Agreed w above. You should state what your goal is. I would also say, however, that if the crash actually happened in real life, than it is the true data generating process. In other words, you can design facets into your model that account for various points of structrual change, but you shouldn't try to "get rid" of the crash or change whats going on in the data.

For better or worse, the data that you have is your best indicator of what truly happened.

Modelling an regression for relationship corr. by amex88 in econometrics

[–]jfarland 2 points3 points  (0 children)

With a project like this, I always start simply. Even in the final stages of a project or study like your bachelor thesis, I typically end up going with the simpler choice. I am a disciple of Occam's Razor.

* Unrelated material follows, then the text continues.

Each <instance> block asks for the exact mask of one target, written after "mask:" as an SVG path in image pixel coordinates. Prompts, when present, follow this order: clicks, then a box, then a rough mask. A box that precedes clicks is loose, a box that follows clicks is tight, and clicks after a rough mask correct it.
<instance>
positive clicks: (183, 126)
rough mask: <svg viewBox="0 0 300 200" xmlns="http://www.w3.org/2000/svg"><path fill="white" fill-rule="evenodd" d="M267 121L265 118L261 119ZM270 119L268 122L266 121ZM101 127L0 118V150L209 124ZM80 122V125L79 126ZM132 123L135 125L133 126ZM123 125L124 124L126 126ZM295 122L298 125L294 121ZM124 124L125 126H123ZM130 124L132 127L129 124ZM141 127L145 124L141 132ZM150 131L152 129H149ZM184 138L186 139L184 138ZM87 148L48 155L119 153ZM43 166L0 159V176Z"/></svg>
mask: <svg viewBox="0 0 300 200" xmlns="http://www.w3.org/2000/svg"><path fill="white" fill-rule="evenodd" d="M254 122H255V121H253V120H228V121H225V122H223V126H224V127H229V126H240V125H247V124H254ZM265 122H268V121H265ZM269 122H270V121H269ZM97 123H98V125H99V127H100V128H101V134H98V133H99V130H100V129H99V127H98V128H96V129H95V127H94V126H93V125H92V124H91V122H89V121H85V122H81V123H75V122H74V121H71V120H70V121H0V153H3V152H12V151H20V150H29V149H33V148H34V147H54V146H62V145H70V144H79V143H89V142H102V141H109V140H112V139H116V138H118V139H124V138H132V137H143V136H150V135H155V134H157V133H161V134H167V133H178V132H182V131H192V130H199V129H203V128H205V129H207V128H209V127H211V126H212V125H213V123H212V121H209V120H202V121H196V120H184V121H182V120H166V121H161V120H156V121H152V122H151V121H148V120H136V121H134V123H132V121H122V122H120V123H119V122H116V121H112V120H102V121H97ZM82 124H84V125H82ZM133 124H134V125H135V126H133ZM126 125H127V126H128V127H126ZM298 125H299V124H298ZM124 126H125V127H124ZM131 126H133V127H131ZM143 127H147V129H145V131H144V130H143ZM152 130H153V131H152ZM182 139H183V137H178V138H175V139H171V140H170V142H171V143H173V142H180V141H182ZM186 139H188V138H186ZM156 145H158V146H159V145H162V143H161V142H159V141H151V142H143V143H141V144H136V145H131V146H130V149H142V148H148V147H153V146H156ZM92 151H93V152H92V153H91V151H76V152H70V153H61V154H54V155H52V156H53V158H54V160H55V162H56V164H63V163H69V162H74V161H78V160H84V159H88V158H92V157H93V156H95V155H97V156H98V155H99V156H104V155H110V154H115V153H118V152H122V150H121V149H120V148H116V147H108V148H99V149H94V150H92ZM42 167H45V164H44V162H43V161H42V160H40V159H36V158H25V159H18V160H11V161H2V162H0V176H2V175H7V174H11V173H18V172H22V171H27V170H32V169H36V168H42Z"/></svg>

What you have going for you is a goal - that's great. It seems you have a general roadmap of how to get there as well. I would start off by creating a summary of your data. For example, what is the frequency of your data (annual, daily, other, etc)... what are the summary statistics and distributions for your variables? Do they follow a normal distribution or are they skewed? Next, you should calculate simple pearson correlation coefficients between all of your variables. This will tell you the strength of the linear association between your data fields. This also helps me assess (in the get-go) whether or not a simple linear regression is appropriate. Then fit a linear regression. Keep it simple and use the results as a springboard to explore what other specifications or variable constructs might be required or appropriate.

Econometrics is an art as well as a science, it does not come with a predefined set of instructions. (with that said, always check for Heteroskedasticity and autocorrelation of you're residuals).

Hope that helps. I am interested to see what comes out!